Parkinson’s disease (PD) can affect anyone regardless of age, gender or race, and has no cure. Currently, 1.2 million people in Europe and 6.3 million worldwide are diagnosed with PD, figures are expected to double by 2030. Like in the case of Alzheimer’s, diagnosis is one of the biggest challenges of PD. Existing lab tests cannot identify the disease and standard brain scans of people with PD usually appear normal. Current diagnostic criteria for PD rely on the clear presence of motor signs (tremor at rest, rigidity, slowness of movement, etc.) which are present when severe brain damage has already occurred. To treat before damage is irreversible, both diseases must be detected at early stages.
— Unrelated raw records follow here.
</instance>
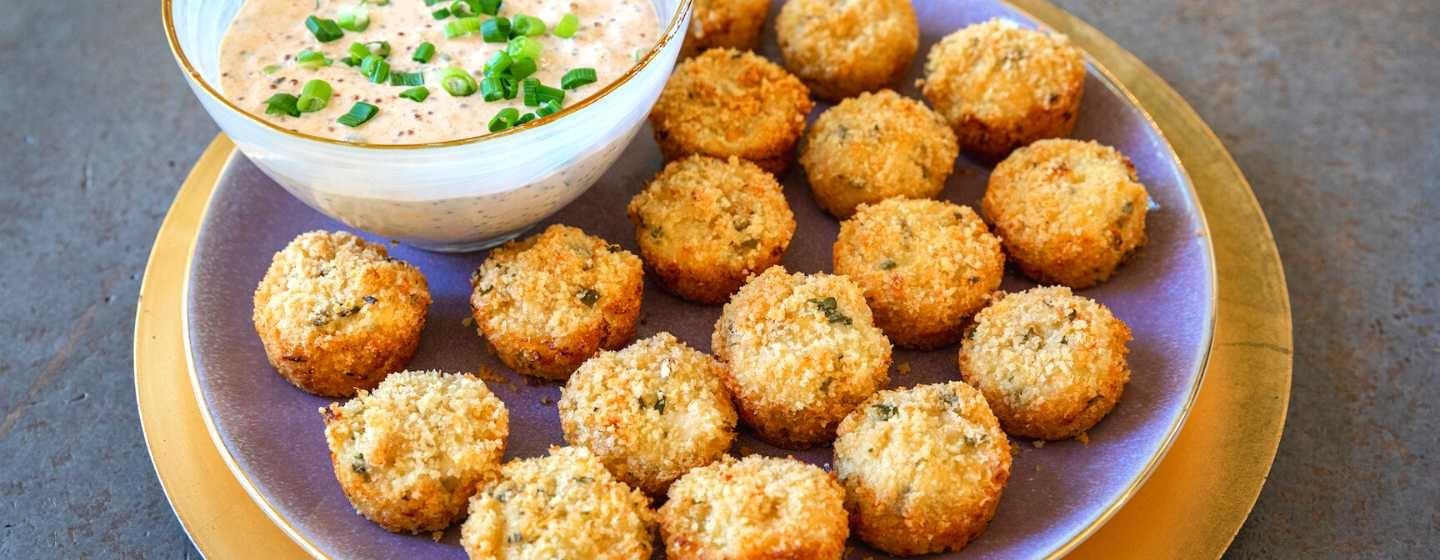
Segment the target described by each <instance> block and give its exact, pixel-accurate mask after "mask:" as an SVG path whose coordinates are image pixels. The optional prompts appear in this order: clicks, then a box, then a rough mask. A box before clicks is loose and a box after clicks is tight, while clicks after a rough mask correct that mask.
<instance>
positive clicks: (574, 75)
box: [560, 68, 596, 89]
mask: <svg viewBox="0 0 1440 560" xmlns="http://www.w3.org/2000/svg"><path fill="white" fill-rule="evenodd" d="M595 81H596V78H595V69H593V68H573V69H570V72H566V73H564V76H560V86H562V88H564V89H575V88H579V86H582V85H586V83H595Z"/></svg>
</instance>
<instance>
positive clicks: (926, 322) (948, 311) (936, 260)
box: [832, 199, 1005, 348]
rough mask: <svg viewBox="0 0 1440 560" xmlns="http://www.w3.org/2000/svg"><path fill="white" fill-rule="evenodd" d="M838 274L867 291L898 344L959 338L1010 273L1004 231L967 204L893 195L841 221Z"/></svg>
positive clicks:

In recent years, advances in MRI, transcranial sonography (TCS), and functional imaging have provided new tools for the diagnosis of PD in its early stages and have discriminated it from other atypical Parkinsonian syndromes. Basic MRI shows a normal substantia nigra structure in idiopathic PD and so it is not diagnostically helpful. It is also difficult to apply Volumetric T1‐weighted MRI to detect a reduction in the nigral volume in PD because of its poor accuracy in identifying the border of the nigra compacta. Diffusion MRI has shown great potential utility to support the research on PD by detecting altered structure (known as anisotropy measure) in the neural tracts.
In Mint Labs platform, we integrate the quantification power of MRI together with accurate recording of hand movements (up to 0.01 mm) and reaction time (with Gametection) to reveal cognitive processing and its deterioration over time. This is being developed on our platform in collaboration with our clinical partners for Parkinson’s disease.